Pour démontrer l’insuffisance du traitement des formes figées dans ces ouvrages, nous utiliserons comme preuve à l’appui le traitement des LVS qui constituent notre inventaire dans deux dictionnaires bilingues espagnol-français/français-espagnol : El Gran Diccionario Larousse bilingüe dans son édition de 1999 et El Gran Diccionario Espasa dans son édition de 2000.

Nous avons vérifié la présence des LVS espagnoles de notre inventaire, dont le verbe commence par les lettres A, B ou C, c’est-à-dire 149 formes, dans ces deux dictionnaires bilingues. De ces 149 LVS, 61 LVS (qui équivalent à 41 %) apparaissent dans le LARBI et 34 (qui équivalent à 23 %) apparaissent dans le GDE. Finalement, de ces 149 LVS, seulement 18, c’est-à-dire 12 %, apparaissent à la fois dans les deux dictionnaires bilingues.

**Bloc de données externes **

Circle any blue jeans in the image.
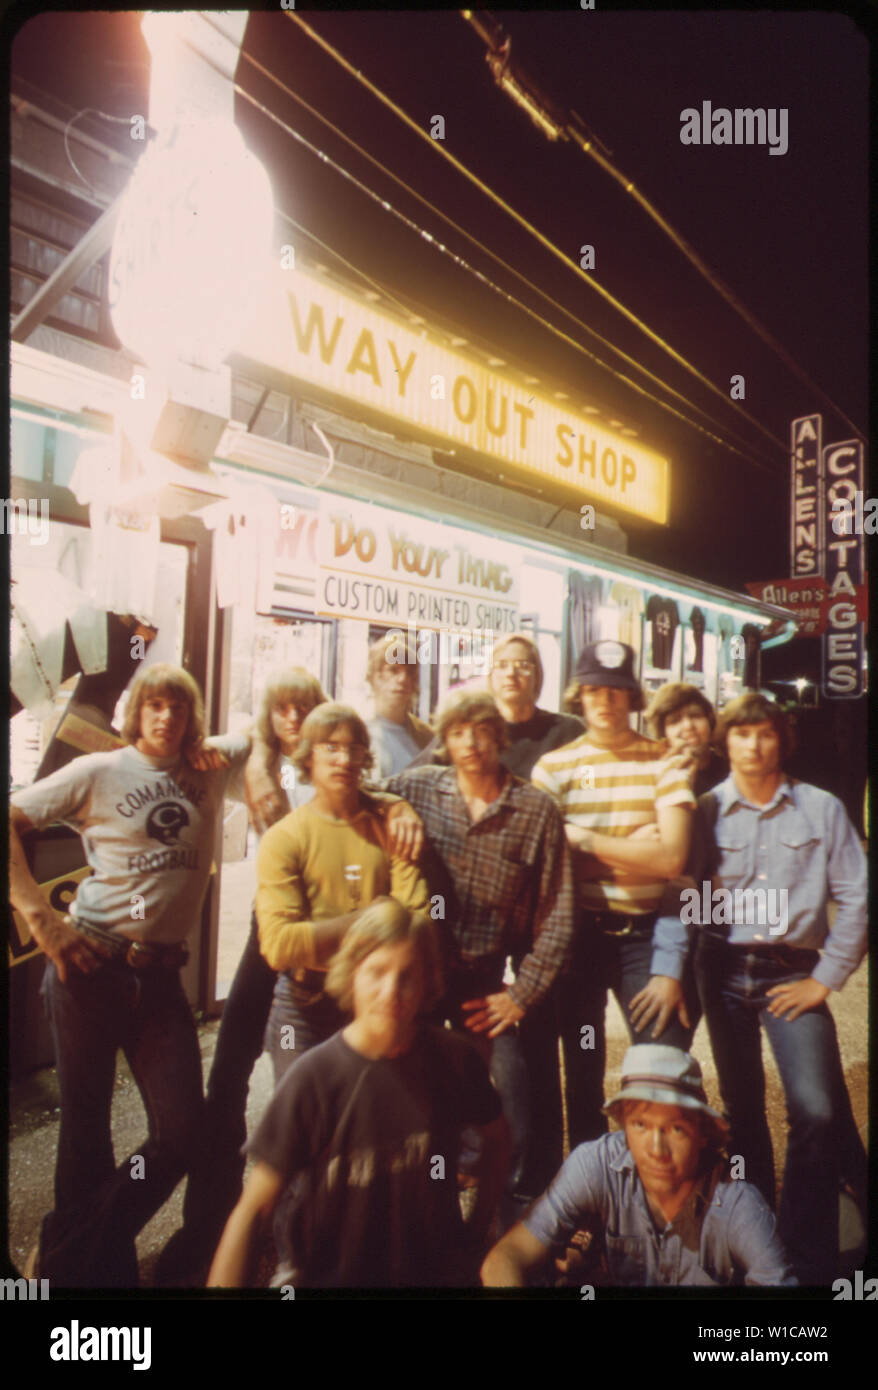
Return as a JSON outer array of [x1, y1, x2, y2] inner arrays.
[[695, 933, 859, 1284], [441, 956, 555, 1218], [39, 956, 204, 1287], [561, 915, 699, 1150], [266, 971, 346, 1085], [509, 991, 565, 1199], [159, 912, 277, 1280]]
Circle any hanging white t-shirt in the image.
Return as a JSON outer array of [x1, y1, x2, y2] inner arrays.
[[69, 450, 161, 621], [200, 484, 278, 609], [11, 734, 251, 944]]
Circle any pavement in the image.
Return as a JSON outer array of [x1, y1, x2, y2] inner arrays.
[[6, 942, 869, 1286]]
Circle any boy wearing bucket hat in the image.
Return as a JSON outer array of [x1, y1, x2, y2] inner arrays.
[[481, 1044, 795, 1287]]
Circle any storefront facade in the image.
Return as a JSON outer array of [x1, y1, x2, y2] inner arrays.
[[9, 246, 796, 1063]]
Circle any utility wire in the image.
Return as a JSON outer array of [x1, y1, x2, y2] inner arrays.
[[285, 10, 788, 458], [190, 12, 782, 470], [462, 8, 865, 444], [230, 77, 780, 474], [276, 208, 432, 326], [200, 10, 782, 468], [237, 43, 779, 473]]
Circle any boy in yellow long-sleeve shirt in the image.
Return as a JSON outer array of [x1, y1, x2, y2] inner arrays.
[[256, 703, 430, 1082]]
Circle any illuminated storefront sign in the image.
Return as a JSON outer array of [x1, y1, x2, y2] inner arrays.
[[821, 440, 864, 699], [789, 414, 823, 577], [315, 499, 520, 634], [237, 266, 670, 524], [745, 577, 828, 636]]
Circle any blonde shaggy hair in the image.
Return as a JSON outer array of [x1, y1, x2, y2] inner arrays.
[[325, 898, 444, 1013], [120, 664, 205, 751], [255, 668, 328, 753]]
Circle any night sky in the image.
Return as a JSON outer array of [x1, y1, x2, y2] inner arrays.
[[8, 4, 871, 594]]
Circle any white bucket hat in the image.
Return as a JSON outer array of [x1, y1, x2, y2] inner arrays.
[[604, 1044, 728, 1128]]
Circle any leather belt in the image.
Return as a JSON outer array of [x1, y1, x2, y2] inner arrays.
[[68, 916, 189, 971], [701, 933, 819, 967], [582, 909, 656, 940]]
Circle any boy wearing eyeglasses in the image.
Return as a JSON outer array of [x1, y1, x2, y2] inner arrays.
[[409, 632, 584, 779], [487, 634, 585, 777], [256, 703, 430, 1084]]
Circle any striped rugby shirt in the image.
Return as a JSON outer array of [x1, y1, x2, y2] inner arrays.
[[532, 731, 694, 915]]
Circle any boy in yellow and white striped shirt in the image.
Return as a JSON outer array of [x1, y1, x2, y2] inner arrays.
[[532, 641, 695, 1146]]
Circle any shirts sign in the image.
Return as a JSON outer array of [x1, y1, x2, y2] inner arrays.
[[316, 500, 520, 634]]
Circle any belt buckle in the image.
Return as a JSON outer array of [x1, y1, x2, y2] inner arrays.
[[126, 940, 154, 969], [603, 916, 633, 938]]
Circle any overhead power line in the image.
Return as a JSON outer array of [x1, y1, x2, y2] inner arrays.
[[187, 11, 783, 472], [229, 77, 781, 474], [236, 44, 779, 473], [285, 10, 788, 458], [461, 8, 865, 444]]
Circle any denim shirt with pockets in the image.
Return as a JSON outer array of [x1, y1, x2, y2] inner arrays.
[[525, 1131, 796, 1286]]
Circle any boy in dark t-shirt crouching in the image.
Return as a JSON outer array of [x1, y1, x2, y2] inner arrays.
[[208, 899, 508, 1288]]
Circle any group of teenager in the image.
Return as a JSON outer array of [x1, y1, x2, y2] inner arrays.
[[9, 627, 867, 1290]]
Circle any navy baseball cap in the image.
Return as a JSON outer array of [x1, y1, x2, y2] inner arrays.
[[573, 640, 641, 698]]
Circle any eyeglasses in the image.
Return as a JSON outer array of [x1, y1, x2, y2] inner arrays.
[[494, 660, 536, 674], [313, 742, 369, 762]]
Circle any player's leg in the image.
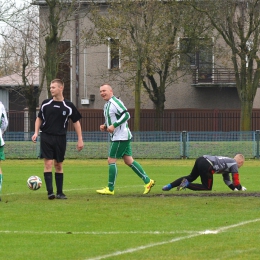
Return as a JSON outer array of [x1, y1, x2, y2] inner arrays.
[[108, 157, 117, 190], [123, 141, 155, 194], [54, 160, 67, 199], [96, 141, 119, 195], [40, 133, 56, 199], [124, 155, 151, 182], [186, 157, 213, 190], [162, 176, 190, 191], [162, 158, 201, 191], [43, 158, 55, 199], [53, 135, 66, 199], [96, 157, 117, 195]]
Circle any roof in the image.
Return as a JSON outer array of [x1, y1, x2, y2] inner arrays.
[[0, 69, 39, 88]]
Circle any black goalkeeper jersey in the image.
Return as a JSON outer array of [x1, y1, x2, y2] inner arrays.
[[38, 99, 82, 135]]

Les résultats de cette recherche nous montrent clairement que la proportion des LVS qui apparaissent dans les deux dictionnaires bilingues analysés est nettement insuffisante. Nous pouvons comprendre l’absence de certaines formes[10] :

  • trop orales, voire vulgaires, elles sont cependant utilisées couramment : Callarse como un muerto = (se taire comme un mort), callarse como una puta = (se taire comme une pute), cagarse en los muertos de = (chier sur les morts de qq’un), etc.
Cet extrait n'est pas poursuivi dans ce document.